Wang Rong, Zhang Huihui, Xu Jiawen, Zhang Ninghan, Pan Ting, Zhong Xiaomin, Zhang Huanxin, Yin Lingling, Yao Yao, Wu Qingyun, Li Zhenyu, Liu Xuejiao, Xu Kailin, Niu Mingshan
Blood Diseases Institute, Affiliated Hospital of Xuzhou Medical University, Xuzhou Medical University, Xuzhou, China.
Department of Hematology, Affiliated Hospital of Xuzhou Medical University, Xuzhou, China.

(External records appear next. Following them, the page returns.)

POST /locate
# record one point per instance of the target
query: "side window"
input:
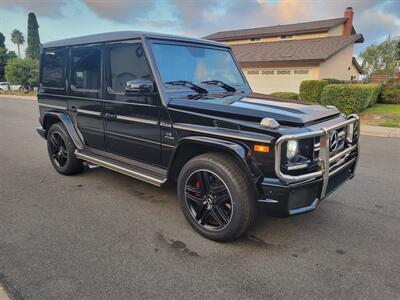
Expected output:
(127, 62)
(86, 68)
(53, 68)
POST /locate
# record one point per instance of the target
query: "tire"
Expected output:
(209, 213)
(61, 151)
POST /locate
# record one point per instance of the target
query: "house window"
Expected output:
(300, 71)
(268, 72)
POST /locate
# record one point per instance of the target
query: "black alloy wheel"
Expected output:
(58, 149)
(61, 151)
(208, 200)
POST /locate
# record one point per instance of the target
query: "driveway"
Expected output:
(102, 235)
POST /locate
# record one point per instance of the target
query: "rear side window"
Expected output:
(86, 68)
(127, 62)
(53, 68)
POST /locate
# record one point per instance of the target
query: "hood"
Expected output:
(252, 108)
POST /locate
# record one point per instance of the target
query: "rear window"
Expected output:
(53, 68)
(86, 64)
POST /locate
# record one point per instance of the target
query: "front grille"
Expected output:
(341, 143)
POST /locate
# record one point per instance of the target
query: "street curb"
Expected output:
(380, 131)
(18, 97)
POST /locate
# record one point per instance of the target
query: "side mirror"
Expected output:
(139, 86)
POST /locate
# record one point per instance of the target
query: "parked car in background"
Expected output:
(163, 108)
(4, 86)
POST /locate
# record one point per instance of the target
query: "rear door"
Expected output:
(85, 92)
(132, 121)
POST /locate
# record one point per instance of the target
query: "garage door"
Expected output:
(267, 81)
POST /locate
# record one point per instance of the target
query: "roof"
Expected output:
(357, 65)
(318, 49)
(277, 30)
(122, 35)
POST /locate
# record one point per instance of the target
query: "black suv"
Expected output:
(166, 108)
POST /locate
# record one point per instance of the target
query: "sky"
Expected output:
(58, 19)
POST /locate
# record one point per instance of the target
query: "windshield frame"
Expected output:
(170, 88)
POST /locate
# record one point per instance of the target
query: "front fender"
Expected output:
(68, 124)
(235, 150)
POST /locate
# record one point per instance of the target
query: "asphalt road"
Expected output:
(102, 235)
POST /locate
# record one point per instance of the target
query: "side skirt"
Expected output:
(157, 179)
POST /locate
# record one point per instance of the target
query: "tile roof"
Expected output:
(318, 49)
(306, 27)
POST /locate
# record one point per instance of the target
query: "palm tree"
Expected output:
(17, 38)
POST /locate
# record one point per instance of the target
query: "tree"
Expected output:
(2, 40)
(22, 71)
(17, 38)
(3, 56)
(380, 57)
(33, 50)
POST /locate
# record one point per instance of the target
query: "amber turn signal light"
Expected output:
(261, 148)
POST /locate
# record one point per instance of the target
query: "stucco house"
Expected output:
(278, 58)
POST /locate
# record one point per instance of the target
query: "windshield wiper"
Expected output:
(222, 84)
(193, 86)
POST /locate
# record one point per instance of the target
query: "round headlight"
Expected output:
(292, 148)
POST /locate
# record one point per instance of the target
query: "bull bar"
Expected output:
(324, 158)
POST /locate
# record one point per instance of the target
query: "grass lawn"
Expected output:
(18, 93)
(386, 115)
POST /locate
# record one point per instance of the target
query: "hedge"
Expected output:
(286, 95)
(310, 90)
(391, 93)
(350, 98)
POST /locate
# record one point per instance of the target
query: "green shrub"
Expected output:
(310, 90)
(286, 95)
(391, 93)
(333, 80)
(375, 90)
(350, 98)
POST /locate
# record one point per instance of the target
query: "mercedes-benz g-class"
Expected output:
(164, 108)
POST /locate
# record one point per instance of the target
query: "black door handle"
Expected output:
(111, 116)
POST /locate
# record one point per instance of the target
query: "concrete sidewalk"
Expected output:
(365, 129)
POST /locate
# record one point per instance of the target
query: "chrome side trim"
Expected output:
(52, 106)
(132, 137)
(89, 112)
(243, 135)
(120, 169)
(300, 210)
(137, 120)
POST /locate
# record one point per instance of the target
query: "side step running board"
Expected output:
(120, 167)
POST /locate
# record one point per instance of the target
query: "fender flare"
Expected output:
(252, 171)
(69, 126)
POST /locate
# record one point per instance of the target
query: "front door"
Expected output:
(131, 120)
(85, 103)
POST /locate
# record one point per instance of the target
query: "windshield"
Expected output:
(195, 64)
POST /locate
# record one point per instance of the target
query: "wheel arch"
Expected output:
(193, 146)
(51, 118)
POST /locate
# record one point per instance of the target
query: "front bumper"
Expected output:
(300, 197)
(42, 132)
(302, 193)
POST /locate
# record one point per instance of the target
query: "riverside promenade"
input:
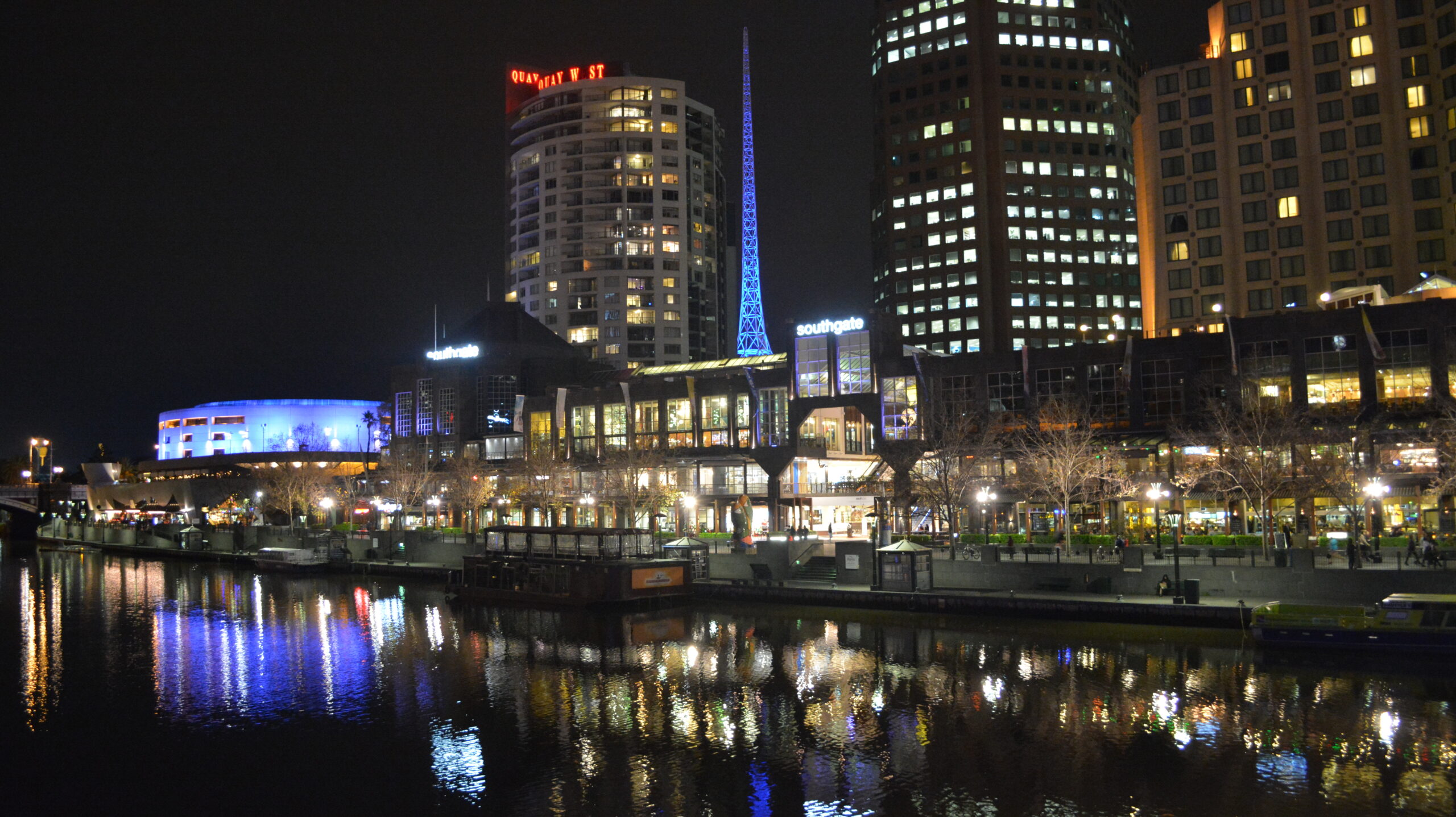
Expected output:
(1037, 583)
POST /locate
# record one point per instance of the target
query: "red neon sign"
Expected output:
(542, 82)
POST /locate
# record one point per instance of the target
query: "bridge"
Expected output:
(27, 506)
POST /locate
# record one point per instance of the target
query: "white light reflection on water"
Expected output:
(456, 761)
(689, 711)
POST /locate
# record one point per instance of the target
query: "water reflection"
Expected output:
(742, 711)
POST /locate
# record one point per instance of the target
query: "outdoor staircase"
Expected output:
(817, 569)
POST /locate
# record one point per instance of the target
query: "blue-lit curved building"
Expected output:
(241, 427)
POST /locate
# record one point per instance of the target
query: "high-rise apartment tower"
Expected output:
(617, 214)
(1306, 152)
(1004, 208)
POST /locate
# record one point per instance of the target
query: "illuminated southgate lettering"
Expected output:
(542, 82)
(826, 327)
(453, 353)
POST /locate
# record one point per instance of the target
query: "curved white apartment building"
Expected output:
(617, 214)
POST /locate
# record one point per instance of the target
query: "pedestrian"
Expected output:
(739, 517)
(1429, 553)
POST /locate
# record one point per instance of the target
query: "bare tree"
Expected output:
(1062, 459)
(641, 481)
(295, 488)
(963, 446)
(1254, 445)
(469, 486)
(542, 481)
(1329, 462)
(408, 478)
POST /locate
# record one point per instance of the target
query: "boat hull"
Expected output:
(1368, 638)
(290, 567)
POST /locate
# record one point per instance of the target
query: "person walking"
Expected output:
(739, 517)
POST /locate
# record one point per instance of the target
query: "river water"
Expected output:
(136, 686)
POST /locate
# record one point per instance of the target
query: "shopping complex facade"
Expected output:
(817, 434)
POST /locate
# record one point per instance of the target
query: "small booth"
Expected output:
(191, 538)
(905, 567)
(692, 551)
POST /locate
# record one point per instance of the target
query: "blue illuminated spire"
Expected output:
(752, 338)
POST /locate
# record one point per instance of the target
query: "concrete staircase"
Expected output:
(817, 569)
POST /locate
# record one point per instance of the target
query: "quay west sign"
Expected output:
(544, 81)
(450, 353)
(830, 327)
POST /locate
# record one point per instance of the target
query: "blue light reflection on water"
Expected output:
(750, 707)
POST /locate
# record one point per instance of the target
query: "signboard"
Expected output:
(449, 353)
(647, 579)
(523, 82)
(830, 327)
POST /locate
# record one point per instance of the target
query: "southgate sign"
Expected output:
(828, 327)
(449, 353)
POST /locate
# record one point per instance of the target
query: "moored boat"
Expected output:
(1404, 621)
(293, 559)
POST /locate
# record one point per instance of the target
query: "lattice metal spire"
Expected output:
(752, 338)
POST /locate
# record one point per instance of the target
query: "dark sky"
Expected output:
(216, 200)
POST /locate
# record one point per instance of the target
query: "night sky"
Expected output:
(212, 201)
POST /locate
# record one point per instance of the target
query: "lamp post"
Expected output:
(1374, 491)
(1156, 493)
(986, 497)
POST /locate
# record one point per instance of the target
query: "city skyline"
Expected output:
(217, 206)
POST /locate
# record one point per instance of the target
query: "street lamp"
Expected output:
(1374, 491)
(986, 497)
(1156, 493)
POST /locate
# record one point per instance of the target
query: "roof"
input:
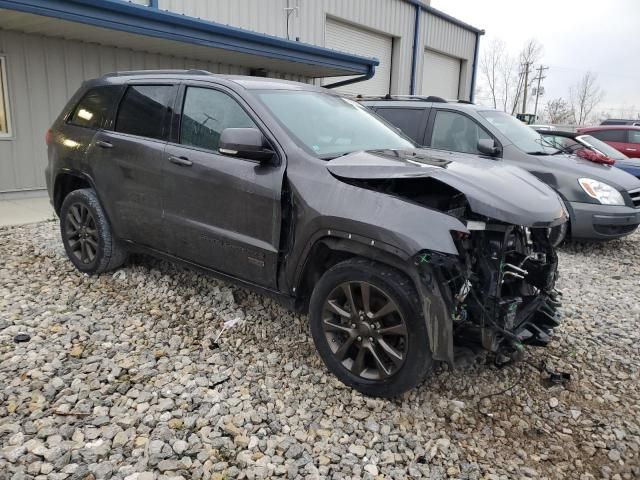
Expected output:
(248, 82)
(419, 101)
(178, 35)
(607, 127)
(557, 133)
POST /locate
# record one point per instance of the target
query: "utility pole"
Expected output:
(540, 69)
(527, 66)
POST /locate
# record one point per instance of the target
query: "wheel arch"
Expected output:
(332, 247)
(66, 182)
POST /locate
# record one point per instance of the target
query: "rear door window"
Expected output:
(610, 135)
(456, 132)
(206, 112)
(409, 120)
(145, 111)
(95, 107)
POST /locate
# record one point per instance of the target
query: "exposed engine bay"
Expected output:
(500, 291)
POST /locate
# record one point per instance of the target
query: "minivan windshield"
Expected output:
(602, 147)
(521, 135)
(329, 126)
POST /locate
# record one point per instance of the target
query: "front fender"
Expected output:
(400, 226)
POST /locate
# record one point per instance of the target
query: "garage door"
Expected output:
(440, 75)
(348, 38)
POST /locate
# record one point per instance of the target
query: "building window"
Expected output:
(5, 120)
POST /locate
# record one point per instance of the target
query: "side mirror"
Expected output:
(245, 143)
(488, 147)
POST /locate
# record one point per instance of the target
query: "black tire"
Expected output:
(86, 234)
(327, 327)
(558, 234)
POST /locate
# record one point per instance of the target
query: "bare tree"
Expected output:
(584, 96)
(491, 64)
(558, 111)
(531, 52)
(503, 74)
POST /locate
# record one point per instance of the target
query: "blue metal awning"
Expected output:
(73, 18)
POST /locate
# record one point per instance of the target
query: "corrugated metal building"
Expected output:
(48, 47)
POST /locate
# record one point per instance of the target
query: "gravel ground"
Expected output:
(121, 380)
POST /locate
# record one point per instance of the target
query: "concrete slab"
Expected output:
(19, 211)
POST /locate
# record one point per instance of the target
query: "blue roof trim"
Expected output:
(438, 13)
(140, 19)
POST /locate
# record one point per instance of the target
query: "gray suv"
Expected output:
(603, 202)
(401, 257)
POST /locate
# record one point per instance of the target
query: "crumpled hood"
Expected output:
(493, 189)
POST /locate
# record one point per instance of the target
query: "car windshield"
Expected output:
(329, 126)
(521, 135)
(602, 147)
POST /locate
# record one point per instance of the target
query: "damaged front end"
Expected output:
(495, 285)
(498, 293)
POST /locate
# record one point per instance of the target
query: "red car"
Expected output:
(625, 139)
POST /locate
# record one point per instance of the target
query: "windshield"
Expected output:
(602, 147)
(328, 126)
(521, 135)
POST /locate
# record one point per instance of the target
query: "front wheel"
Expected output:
(558, 234)
(86, 233)
(368, 327)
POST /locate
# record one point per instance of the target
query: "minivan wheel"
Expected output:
(86, 234)
(368, 327)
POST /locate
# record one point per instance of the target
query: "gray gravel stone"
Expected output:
(119, 380)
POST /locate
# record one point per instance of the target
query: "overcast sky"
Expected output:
(578, 35)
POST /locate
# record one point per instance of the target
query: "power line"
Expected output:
(539, 78)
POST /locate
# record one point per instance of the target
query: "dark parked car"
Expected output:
(400, 255)
(573, 142)
(625, 139)
(603, 203)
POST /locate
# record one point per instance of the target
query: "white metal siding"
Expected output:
(440, 75)
(43, 73)
(348, 38)
(449, 39)
(395, 18)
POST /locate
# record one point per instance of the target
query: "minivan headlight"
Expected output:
(605, 194)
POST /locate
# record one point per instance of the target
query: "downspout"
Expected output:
(472, 94)
(414, 57)
(349, 81)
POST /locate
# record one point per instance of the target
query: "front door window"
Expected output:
(456, 132)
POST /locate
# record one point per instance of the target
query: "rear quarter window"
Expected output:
(610, 135)
(409, 120)
(95, 107)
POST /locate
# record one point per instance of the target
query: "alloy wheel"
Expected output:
(365, 330)
(81, 233)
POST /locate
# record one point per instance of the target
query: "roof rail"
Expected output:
(422, 98)
(126, 73)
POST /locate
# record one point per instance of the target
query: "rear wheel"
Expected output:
(367, 324)
(86, 234)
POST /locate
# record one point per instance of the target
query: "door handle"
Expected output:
(182, 161)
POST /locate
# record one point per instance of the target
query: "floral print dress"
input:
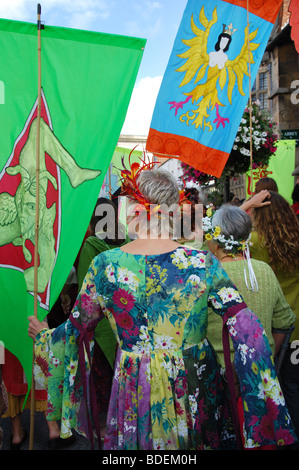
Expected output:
(168, 390)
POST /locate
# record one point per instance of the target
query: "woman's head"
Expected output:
(278, 230)
(156, 198)
(223, 42)
(158, 187)
(234, 224)
(266, 183)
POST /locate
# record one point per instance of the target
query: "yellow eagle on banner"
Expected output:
(219, 69)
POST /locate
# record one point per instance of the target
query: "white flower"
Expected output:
(227, 294)
(182, 428)
(194, 280)
(109, 272)
(164, 342)
(197, 261)
(215, 303)
(179, 259)
(127, 277)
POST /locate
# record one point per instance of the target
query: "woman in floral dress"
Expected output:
(168, 391)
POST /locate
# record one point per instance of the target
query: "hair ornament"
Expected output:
(233, 246)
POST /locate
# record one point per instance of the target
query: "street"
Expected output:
(40, 434)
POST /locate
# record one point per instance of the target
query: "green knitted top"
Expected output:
(289, 282)
(268, 303)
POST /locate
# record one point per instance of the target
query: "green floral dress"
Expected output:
(168, 391)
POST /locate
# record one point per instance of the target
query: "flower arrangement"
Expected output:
(214, 233)
(191, 175)
(264, 138)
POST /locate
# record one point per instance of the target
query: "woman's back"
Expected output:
(268, 302)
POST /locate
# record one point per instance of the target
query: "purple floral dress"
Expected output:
(168, 390)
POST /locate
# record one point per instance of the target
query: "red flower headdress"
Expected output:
(130, 187)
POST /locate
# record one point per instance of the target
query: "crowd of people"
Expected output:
(173, 343)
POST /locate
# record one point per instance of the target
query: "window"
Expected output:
(263, 82)
(263, 100)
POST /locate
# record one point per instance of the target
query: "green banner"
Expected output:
(280, 168)
(87, 79)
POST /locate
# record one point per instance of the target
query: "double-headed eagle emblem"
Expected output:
(215, 68)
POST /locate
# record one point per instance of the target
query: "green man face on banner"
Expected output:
(18, 212)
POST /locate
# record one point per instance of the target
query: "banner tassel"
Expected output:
(32, 407)
(250, 100)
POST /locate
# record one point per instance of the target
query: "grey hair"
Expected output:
(159, 187)
(233, 222)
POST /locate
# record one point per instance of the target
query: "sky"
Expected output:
(155, 20)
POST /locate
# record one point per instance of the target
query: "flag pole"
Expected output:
(32, 407)
(250, 100)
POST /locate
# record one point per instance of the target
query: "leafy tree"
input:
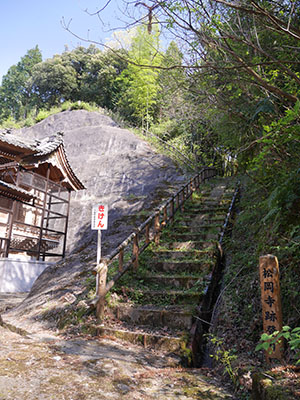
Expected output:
(139, 81)
(54, 81)
(16, 94)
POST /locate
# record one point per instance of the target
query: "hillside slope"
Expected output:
(117, 168)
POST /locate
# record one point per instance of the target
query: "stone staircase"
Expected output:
(159, 304)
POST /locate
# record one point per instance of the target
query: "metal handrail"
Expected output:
(151, 229)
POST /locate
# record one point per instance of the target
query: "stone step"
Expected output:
(163, 296)
(194, 237)
(178, 281)
(178, 266)
(184, 254)
(185, 245)
(174, 317)
(205, 210)
(194, 227)
(163, 342)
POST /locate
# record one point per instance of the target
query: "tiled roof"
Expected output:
(17, 141)
(36, 152)
(15, 192)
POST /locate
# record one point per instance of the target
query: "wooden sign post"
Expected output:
(99, 223)
(271, 302)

Front Oncol. 2020 Sep 23;10:558339. doi: 10.3389/fonc.2020.558339. eCollection 2020.
Current treatment of T-cell acute lymphoblastic leukemia (T-ALL) is primarily based on high-intensity combination chemotherapy, which has serious side effects. Therefore, developments of novel targeted therapeutics are urgently needed for treatment of T-ALL. In this study, we found that mucosa-associated lymphoid tissue lymphoma translocation protein 1 (MALT1) is a novel promising therapeutic target for treatment of T-ALL. MALT1 inhibitor MI-2 significantly suppressed the cell growth, proliferation, and colony formation of T-ALL cells. Furthermore, MI-2 induced cell apoptosis of T-ALL via a mitochondrial-dependent pathway. In a T-ALL mouse model, MI-2 significantly reduced leukemic burden and prolonged the survival of leukemia-bearing mice. Mechanistically, MALT1 inhibition effectively blocked both baseline and Notch1-induced activation of nuclear factor κB pathway, which mediates T-ALL cell survival. In conclusion, our results highlight the potential role of MALT1 as an attractive target for treatment of T-ALL and support the potential of MI-2 or other MALT1 inhibitors to clinical trials in T-ALL.
目前,T细胞急性淋巴细胞白血病(T-ALL)的治疗主要基于高强度联合化疗,但其具有严重的副作用。因此,迫切需要开发新型靶向疗法来治疗T-ALL。在本研究中,我们发现黏膜相关淋巴组织淋巴瘤易位蛋白1(MALT1)是治疗T-ALL的一个有前景的新型治疗靶点。MALT1抑制剂MI-2显著抑制了T-ALL细胞的生长、增殖和集落形成。此外,MI-2通过线粒体依赖性途径诱导T-ALL细胞凋亡。在T-ALL小鼠模型中,MI-2显著降低了白血病负荷并延长了荷瘤小鼠的生存期。机制上,抑制MALT1可有效阻断核因子κB通路的基础激活和Notch1诱导的激活,该通路介导T-ALL细胞存活。总之,我们的结果突出了MALT1作为治疗T-ALL的一个有吸引力的靶点的潜在作用,并支持MI-2或其他MALT1抑制剂在T-ALL临床试验中的潜力。